1. We wish to shape people who can admire and adore through intense and sustained attention. The Christian life is one in which God is revealed for our admiring attention. But He is revealed to us in ways that require concentration, focus, and the prolonged gaze of the soul. A worshipper understands he presents a sacrifice of praise to God: his costly attention, admiration, focus, and desire. God is not revealed in fleeting, second-long flashes of eye-candy, or amusing action. People who are used to multi-tasking, aimless scrolling and divided attention will find worship very difficult.
2. We wish to shape people who can imagine through words, not primarily through visual stimuli. God is revealed through the inspired Word, and therefore people who cannot understand through metaphor, simile, analogy, or other literary devices will be hamstrung when it comes to seeking to know God. Further, skimming text rapidly seems to be the opposite of those skills needed to carefully discern meaning in a text.
3. We wish to shape people who can follow arguments, reason well, and detect the relative reliability of sources. Good reasoning requires strong attention, good focus, and the ability to control distractions and interruptions. To be discerning and to exercise sound judgement is a skill, but one that is developed through the right kind of exercise.
4. We wish to shape people who love others in living, face-to-face relationships. Relationships do not thrive when characterised by exhibitionism, voyeurism, envy, boasting or gossip. Further, people who wish to escape to where they can live vicariously through their ‘digital presence’ are retreating from real relationships.
5. We wish to shape people who embrace spiritual disciplines such as daily Bible reading, Bible memorisation, daily prayer, regular church attendance, and fasting. A life of procrastination, time-wasting, and addictive behaviour does not foster self-denial or discipline.
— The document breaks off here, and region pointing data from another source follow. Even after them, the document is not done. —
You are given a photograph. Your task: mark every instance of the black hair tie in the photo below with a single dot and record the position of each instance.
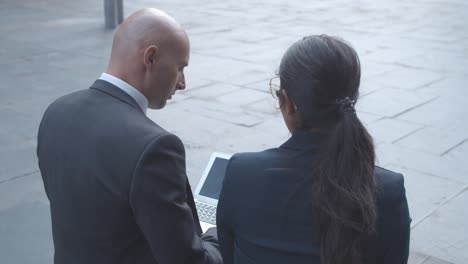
(346, 105)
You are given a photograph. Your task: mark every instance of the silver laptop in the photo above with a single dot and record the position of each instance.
(209, 187)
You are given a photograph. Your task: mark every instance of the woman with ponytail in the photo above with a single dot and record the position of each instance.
(318, 198)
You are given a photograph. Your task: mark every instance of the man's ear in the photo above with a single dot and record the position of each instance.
(288, 103)
(151, 56)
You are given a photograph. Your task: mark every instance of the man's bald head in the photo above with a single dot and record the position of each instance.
(147, 47)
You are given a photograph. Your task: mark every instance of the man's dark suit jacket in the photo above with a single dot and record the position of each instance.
(265, 213)
(117, 184)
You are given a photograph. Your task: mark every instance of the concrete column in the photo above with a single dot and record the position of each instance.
(113, 11)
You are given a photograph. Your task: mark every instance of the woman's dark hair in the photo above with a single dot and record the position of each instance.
(321, 74)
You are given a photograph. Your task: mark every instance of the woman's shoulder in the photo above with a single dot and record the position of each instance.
(390, 185)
6. We wish to shape people who find their identity in historic Christian culture, and identify with the church’s past as much as they identify with their own moment in history. Neophilia (the love of the new), and an unfavourable prejudice against what is older will mean a person can only locate themselves in the fleeting and continually changing world of online (secular) culture.
7. We wish to shape people who have some aesthetic sensibility and discernment. That is, people who can spot the beautiful from the tacky, the sublime from the sentimental, the genuinely helpful from the merely nostalgic. They will need this to discern good hymns from bad, helpful Christian music from cheap and tacky kind, thoughtful children’s ministry from monkeying around, appropriate Christian architecture from the gaudy or the mundanely ugly, and so on. Judging beauty is a muscle that develops with use, and atrophies when never called upon.
Once we have pictured this young disciple, we can begin to decide what the digital diet will look like.